Just look at the “curses” of Adam and Eve after the fall.  Adam’s work in the field becomes harder (“All the days of thy life thou shalt win food from [the land] with toil”) and Eve’s childbearing becomes harder (“…with pangs thou shalt give birth to children”).  Both things – work and childbearing – were part of life before the fall, but afterwards they become exaggerated and harder as sin distorts nature’s order.  The fact as that the outward life of work for the man and the inward life of work for the woman are part of who they are, so these “curses” speak to who they are at their core as provider (Adam) and nurturer (Eve).   I would point out, however, that this does not mean that the domesticity of woman means she stays inside and cooks all day.  Proverbs 31 is a long and beautiful description of a woman that works diligently with her hands and in the cultivation of the homestead.  I am merely pointing out that childbearing is a greater dignity than physical labor, so it takes precedence..

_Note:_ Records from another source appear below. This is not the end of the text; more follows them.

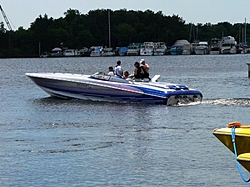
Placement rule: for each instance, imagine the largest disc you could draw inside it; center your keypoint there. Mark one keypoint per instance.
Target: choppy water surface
(52, 142)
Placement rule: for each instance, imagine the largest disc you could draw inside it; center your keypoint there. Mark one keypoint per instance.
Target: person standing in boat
(118, 69)
(111, 71)
(126, 74)
(145, 68)
(138, 72)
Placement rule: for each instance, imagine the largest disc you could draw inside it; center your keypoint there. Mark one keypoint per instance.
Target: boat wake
(245, 102)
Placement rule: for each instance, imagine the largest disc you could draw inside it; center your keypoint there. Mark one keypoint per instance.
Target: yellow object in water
(244, 160)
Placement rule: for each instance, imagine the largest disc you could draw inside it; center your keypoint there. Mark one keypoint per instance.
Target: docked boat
(147, 49)
(215, 46)
(202, 48)
(103, 87)
(228, 45)
(160, 49)
(133, 50)
(177, 48)
(96, 51)
(123, 51)
(236, 138)
(108, 51)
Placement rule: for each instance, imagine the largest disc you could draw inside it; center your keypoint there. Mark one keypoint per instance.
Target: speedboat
(236, 138)
(103, 87)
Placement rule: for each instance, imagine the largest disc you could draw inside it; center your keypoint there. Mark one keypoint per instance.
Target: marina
(47, 141)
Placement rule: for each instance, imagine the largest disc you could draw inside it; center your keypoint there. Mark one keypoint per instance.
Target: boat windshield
(105, 77)
(101, 76)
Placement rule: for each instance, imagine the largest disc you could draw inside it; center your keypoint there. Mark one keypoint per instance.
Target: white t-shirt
(111, 73)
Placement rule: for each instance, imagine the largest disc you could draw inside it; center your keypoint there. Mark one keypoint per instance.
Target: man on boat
(145, 68)
(118, 69)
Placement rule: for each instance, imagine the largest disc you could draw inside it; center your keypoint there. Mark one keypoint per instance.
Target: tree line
(76, 30)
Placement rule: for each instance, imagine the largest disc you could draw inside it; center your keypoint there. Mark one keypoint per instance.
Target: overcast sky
(21, 13)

(I am well aware that the technological age flattens out these distinctions – a cubicle and a computer can be “manned” by either sex – but I am working within the approach that nature has meaning and the differences that accompany us still reveal something true.)

Bringing it Home

The pull on women to go into the world and leave family behind is a serious issue because they carry within themselves – inside their womb and heart – the fact of children and the capacity for maternity.  To draw women away from the home is more violent against their nature than for men, because it is more against their nature for a women’s heart and body to be disconnected from their domestic lives than it is for men, who must “go forth” on a temporary basis because of the needs of the body that require uninterrupted attention to food and shelter.

And because the removal of women from their domestic nature is more violent the reaction against questioning this tendency (like I’m doing here) is more violent.  The more absurd or unreasonable the assertion, the more unreasonable (loud) the response.   But it can hurt as well.  Society is removing children from their mothers at younger and younger ages, and the “nanny state” is exercising more maternity and authority with children than their real mothers.  To bring this up causes a great pain in women, who often feel in their bones this tension.  For some it is a stark economic reality that they cannot be free from, and they deserve sympathy, and this might come across to them as condemning.  And, it’s worth mentioning, mothers already have a tendency to feel inadequate and blame themselves for everything.  (Stop doing that!)  We don’t want to place the blame on them for an economic order generations in the making.  So, the flip side is that because the de-domestication of men was less violent against their nature, it is easier for them to adjust and reorient toward the home.  Women feel “stuck” in their situation, because they are.  Pointing it out constantly might not help, because it is a systemic and societal sickness.

Again, I understand this sounds controversial, and because of the reactions I tend not to swim in these waters.  I’m not sure I can really do any good here anyway. But the point for men or for women is simple: blessedness is found in our vocation, which touches upon eternity much more closely than the active life in the world.  The family needs us.  And we need the family.   Perhaps if we can get past the violence of the reaction against domesticity, we can start talking about the home and children as a blessing again and not a curse.